The women’s rescue came when Berry, 27, busted through the lower half of an exterior screen door on the home and called for help. Neighbor Charles Ramsey came to her rescue. After Ramsey helped Berry break out of the home, she called 911 and identified herself to the dispatcher. “I’ve been kidnapped, and I’ve been missing for 10 years,” she said. “And I’m here. I’m free now.”
Berry, along with her six-year-old daughter, has returned to her sister’s home in a neighborhood about six miles away from the one where she has been held captive since 2004. 23-year-old Gina DeJesus, who has been missing since the age of 14, has also returned to her family, who say she is in “good spirits.” CNN reports that many relatives of Michelle Knight, 32, were not even aware of her disappearance several years ago. Knight’s mother, who lives in Naples, Florida, has been contacted by police.

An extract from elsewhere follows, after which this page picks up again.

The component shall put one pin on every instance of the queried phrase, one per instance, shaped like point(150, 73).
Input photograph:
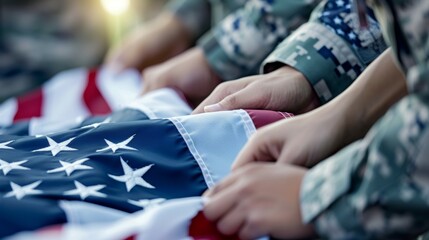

Police have arrested three brothers – Onil Castro, 50; Ariel Castro, 52; and Pedro Castro, 54 – in conjunction with the kidnappings, which all occurred on Lorain Avenue in Cleveland. Ariel Castro, a former school bus driver, is the only one of the men who lived in the home. He was fired from his post in November after multiple infractions, including leaving a child on the school bus and using the school bus to do his grocery shopping. Neighbors report having called the police to report suspicious activity at Ariel Castro’s home, although police have no records of any of these calls and say that they had no evidence of suspicious activity at the residence. Police have visited the home of Ariel Castro twice before – once when he called to report a street fight, and once regarding the incident of the child left on the school bus.
A police search of Castro’s home revealed chains, ropes and evidence that the women were restrained at least some of the time. No human remains were discovered. A medical evaluation of the women and child found them all in good health.
The rescue of a safe, sound Amanda Berry stands in stark contrast to the statements of Sylvia Browne, a psychic who, in 2004, told Amanda Berry’s mother, Louwana Miller, in 2004 that the girl was definitely dead. Miller died still believing that her daughter would never be found alive.
This was not the first time that Sylvia Browne wrongly announced the death of a missing person. She made the same mistake in 2002, when she told the parents of Shawn Hornbeck that their son was abducted by a “tall, ‘dark-skinned man’ with dreadlocks” and was now dead. Six years later, the boy was found alive in the home of his white, dreadlock-less kidnapper. Psychics in general are notorious for failing to find missing persons or to successfully solve crimes. Police don’t use psychics to help them solve crimes, but they are obliged to investigate every tip they receive, even those from questionable sources. People with insider knowledge of a particular crime may play the psychic card in an attempt to deflect suspicion. Career psychics often claim that they’ve worked with police to solve crimes, even though they haven’t.